Extracellular vesicle (EV)-associated microRNAs (miRNAs) have been suggested as promising biomarkers for blood-based cancer diagnosis. However, one of the major limitations for the use of EVs with diagnostic purpose is the lack of standardized EV-profiling techniques. In this regard, the objective of our study was to design an integrated next-generation sequencing (NGS)-based workflow for analyzing the signature of EV-associated miRNA in the plasma of platinum-resistant ovarian cancer patients. For EV-extraction, different enrichment methods were compared (ExoQuick vs. exoRNeasy). NGS was performed with the Illumina platform. We established an integrated NGS-based workflow, including EV-enrichment with the ExoQuick system, which resulted in an optimal RNA-yield and consistent small RNA libraries.
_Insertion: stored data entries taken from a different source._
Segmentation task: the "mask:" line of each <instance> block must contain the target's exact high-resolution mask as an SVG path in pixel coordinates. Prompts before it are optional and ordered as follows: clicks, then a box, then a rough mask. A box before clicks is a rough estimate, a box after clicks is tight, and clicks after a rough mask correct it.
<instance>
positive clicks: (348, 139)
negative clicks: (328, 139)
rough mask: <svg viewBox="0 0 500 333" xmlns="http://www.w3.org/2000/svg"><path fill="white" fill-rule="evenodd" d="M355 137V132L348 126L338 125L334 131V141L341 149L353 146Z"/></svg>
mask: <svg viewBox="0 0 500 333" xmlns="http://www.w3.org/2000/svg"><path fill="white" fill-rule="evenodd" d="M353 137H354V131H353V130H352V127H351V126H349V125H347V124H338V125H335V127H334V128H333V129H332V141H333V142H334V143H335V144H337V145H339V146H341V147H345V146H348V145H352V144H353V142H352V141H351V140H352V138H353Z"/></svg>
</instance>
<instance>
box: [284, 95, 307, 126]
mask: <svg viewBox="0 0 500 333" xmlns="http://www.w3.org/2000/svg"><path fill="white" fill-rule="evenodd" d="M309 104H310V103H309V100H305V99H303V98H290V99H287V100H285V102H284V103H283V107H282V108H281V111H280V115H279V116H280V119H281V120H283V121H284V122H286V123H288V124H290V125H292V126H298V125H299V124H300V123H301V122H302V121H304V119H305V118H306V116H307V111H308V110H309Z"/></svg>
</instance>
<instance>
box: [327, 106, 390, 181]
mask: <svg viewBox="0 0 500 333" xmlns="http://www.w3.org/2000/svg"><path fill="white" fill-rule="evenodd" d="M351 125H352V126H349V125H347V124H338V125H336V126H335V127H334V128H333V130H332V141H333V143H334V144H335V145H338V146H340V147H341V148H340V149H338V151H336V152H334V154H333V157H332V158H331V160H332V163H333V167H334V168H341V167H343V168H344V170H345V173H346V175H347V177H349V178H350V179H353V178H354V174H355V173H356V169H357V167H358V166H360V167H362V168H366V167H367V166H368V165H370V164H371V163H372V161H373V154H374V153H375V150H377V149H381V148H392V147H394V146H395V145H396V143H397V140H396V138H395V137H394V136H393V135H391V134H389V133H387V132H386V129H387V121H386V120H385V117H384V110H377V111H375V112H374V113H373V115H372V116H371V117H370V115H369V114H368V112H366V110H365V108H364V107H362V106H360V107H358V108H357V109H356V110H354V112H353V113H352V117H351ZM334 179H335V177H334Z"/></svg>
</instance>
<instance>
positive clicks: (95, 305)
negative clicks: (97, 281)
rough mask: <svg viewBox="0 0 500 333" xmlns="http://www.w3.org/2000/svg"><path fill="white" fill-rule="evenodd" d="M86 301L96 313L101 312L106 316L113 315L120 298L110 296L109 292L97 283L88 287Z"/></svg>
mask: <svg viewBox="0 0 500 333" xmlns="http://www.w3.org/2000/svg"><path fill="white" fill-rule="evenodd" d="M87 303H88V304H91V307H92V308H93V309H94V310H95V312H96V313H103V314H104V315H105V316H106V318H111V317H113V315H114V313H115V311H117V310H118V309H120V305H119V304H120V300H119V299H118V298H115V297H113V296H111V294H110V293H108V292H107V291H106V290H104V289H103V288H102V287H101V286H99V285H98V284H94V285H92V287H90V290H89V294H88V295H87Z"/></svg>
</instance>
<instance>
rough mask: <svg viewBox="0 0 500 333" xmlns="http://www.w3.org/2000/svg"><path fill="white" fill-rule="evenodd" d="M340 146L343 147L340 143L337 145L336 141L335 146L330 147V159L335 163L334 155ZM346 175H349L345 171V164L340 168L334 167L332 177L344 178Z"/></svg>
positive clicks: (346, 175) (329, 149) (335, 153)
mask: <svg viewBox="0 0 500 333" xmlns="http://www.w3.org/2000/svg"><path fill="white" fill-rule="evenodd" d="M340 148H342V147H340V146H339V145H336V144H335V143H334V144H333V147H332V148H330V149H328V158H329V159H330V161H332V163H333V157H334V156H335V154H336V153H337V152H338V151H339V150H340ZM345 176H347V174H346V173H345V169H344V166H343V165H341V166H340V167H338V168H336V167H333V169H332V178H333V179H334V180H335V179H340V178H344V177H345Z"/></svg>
We applied this workflow in a pilot cohort of clinically documented platinum-sensitive (n=15) vs. platinum-resistant (n=15) ovarian cancer patients, resulting in a panel of mature EV-associated miRNAs (including ovarian cancer associated miR-181a, miR-1908, miR-21, miR-486 and miR-223), which were differentially abundant in the plasma of platinum-resistant patients. This is the first study, analyzing the profile of EV-associated miRNAs in platinum-resistant ovarian cancer patients. We provide rationale to further validate these miRNA candidates in an independent set of patients, in order to characterize their biomarker potential as predictors for platinum-resistance.